Prediction Strategies Could Reduce Inappropriate Pediatric CT Scans
Strategies for when to recommend imaging scans for pediatric trauma patients predict with near 100% accuracy those who ultimately needed the scans and nearly 100% accuracy those who did not, according to a study funded by the Eunice Kennedy Shriver National Institute of Child Health and Human Development and published in The Lancet Child & Adolescent Health. The study was led by James F Holmes, MD, and Nathan Kuppermann, MD, of the University of California Davis, and colleagues.
These strategies, or prediction rules, seek to avoid unneeded CT scans for children and adolescents with suspected abdominal and traumatic brain injuries. Although essential for identifying injuries in various parts of the body, the scans pose a slight increase in cancer risk, particularly for small children. The study authors concluded that the rules minimize inappropriate use of CT scans for evaluating children and youth for abdominal or head trauma.
The rules distinguished 100% of children with abdominal injuries undergoing physician evaluation and 100% of children under two years with clinically important brain injuries who needed CT scans from those who did not. However, the prediction rule failed to identify a small percentage of children older than two years who needed head scans from those who did not.
The Pediatric Emergency Care Applied Research Network (PECARN) developed prediction rules for use in children under evaluation in emergency departments to distinguish those with low risk for serious abdominal or brain injuries, who do not need CT scanning, from those at high risk who need such scanning.
For the current study, researchers validated the PECARN prediction rules by evaluating 7,542 children with blunt abdominal trauma and 19,999 children with head trauma in the emergency departments at 6 sites.
After enrollment, patients were evaluated by emergency department physicians, who prescribed treatment, and decided whether a patient would undergo a CT scan. After the evaluation, but before the results of any scans were available, patients were then evaluated with the PECARN rules.
Of the 7,542 children enrolled in the abdominal trauma group, the PECARN rule predicted 100% of the children who had serious abdominal injuries (145 patients) and 100% of the 3,488 of the patients who did not.
The authors evaluated head trauma patients in two groups: those younger than two years old, and those older than age two.
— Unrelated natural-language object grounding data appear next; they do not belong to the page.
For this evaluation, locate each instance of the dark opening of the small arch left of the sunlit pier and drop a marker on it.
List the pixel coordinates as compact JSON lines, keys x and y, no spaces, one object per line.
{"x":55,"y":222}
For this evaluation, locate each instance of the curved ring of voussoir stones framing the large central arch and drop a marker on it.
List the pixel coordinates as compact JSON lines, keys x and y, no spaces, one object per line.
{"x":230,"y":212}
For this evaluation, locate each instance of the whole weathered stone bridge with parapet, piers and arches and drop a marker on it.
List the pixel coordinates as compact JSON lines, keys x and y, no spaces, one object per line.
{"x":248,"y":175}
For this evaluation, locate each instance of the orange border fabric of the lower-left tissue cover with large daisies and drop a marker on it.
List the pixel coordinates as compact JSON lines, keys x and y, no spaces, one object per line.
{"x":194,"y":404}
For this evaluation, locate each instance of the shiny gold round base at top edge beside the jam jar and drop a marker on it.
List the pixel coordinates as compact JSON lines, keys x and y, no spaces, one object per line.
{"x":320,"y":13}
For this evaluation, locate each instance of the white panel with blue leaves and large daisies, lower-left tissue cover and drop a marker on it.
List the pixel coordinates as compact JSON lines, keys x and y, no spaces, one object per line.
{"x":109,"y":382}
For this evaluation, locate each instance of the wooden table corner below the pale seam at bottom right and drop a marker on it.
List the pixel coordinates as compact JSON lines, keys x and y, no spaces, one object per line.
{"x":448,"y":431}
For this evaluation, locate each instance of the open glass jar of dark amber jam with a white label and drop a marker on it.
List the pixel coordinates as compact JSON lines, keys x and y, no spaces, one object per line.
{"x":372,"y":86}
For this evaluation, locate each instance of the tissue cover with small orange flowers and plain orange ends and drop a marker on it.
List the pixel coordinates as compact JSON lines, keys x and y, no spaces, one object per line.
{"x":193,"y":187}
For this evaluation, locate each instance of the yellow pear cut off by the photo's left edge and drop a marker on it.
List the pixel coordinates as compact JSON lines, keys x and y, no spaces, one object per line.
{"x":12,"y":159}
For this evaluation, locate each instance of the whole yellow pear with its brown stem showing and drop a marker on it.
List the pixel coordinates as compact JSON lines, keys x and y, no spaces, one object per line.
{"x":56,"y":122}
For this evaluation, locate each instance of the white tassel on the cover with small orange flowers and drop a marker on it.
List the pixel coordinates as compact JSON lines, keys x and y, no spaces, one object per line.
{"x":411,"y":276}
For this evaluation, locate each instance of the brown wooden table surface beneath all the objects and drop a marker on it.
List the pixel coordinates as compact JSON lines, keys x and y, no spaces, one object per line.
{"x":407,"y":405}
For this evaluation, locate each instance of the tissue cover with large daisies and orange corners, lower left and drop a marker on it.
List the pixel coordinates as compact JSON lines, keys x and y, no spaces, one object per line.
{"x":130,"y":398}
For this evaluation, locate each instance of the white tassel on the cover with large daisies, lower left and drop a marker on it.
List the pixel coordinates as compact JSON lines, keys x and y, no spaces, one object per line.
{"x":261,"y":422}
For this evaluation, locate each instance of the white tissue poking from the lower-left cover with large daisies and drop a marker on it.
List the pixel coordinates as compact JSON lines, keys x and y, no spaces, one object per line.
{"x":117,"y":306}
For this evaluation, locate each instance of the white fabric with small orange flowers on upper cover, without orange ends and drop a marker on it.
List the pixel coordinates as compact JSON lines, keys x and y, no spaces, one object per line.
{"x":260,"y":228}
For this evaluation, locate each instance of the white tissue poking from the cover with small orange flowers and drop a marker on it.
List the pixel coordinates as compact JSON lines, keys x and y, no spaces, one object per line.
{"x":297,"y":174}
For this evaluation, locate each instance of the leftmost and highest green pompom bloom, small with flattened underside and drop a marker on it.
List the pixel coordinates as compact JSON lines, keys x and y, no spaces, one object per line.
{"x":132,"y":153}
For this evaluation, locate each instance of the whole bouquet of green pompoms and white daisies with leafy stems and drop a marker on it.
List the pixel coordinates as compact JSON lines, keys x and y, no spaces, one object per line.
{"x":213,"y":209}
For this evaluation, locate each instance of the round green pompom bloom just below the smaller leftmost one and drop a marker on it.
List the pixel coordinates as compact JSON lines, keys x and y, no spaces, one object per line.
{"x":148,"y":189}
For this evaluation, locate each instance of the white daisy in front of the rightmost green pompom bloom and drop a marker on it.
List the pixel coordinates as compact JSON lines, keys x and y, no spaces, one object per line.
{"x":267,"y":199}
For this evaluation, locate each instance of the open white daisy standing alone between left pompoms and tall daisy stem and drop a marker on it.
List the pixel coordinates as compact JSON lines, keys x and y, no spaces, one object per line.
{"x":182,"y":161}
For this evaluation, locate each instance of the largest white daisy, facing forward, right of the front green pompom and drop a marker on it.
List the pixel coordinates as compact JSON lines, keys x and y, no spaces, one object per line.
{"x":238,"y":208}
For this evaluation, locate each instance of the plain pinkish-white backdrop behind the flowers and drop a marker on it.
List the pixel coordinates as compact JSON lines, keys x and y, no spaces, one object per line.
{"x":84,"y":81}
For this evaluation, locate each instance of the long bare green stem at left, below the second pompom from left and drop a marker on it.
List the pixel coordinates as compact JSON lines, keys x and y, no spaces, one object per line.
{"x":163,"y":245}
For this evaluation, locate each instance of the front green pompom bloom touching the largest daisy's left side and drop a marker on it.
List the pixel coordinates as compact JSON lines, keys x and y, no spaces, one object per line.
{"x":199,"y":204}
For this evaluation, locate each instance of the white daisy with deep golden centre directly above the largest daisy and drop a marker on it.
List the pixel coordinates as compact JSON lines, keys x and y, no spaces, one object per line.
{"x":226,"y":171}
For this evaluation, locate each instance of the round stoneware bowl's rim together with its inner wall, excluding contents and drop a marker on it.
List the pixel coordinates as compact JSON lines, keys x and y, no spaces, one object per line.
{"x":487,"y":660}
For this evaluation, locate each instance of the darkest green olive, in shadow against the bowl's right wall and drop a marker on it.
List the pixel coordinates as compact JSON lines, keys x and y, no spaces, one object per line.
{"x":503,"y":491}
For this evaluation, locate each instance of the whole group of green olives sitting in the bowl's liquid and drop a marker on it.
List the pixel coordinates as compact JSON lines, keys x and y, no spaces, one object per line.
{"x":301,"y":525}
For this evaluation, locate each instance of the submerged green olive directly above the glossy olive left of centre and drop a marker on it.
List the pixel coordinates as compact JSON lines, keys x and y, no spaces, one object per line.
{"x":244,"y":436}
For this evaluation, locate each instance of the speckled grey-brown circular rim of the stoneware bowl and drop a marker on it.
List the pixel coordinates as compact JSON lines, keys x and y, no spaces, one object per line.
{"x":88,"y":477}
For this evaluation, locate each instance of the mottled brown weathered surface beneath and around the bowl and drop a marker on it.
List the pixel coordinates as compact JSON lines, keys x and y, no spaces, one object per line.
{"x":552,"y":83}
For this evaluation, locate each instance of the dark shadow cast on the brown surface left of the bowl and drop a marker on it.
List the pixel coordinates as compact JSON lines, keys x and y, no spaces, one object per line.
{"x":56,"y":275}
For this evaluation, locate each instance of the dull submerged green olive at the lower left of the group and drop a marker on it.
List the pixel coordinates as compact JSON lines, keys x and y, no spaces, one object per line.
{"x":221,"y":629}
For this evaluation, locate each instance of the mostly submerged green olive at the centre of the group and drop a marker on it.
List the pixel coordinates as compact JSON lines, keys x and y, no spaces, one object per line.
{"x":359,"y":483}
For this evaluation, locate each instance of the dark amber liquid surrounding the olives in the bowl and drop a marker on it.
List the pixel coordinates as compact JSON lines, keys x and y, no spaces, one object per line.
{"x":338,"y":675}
Of the 5,647 children younger than two in the head trauma group, the PECARN rule correctly identified 100% of the 42 children who had significant brain injuries and 100%of the 2,940 who did not. Of the 14,352 children two years and older in the head trauma group, the rule identified 98.8% (168 out of 170) of children who had significant brain injuries and nearly 100% (6,015 out of 6,017) who did not.
The authors concluded that the study validated the prediction rules for pediatric abdominal or head trauma with a high degree of accuracy and can be considered safe for minimizing inappropriate CT scans in children needing care for abdominal or head trauma.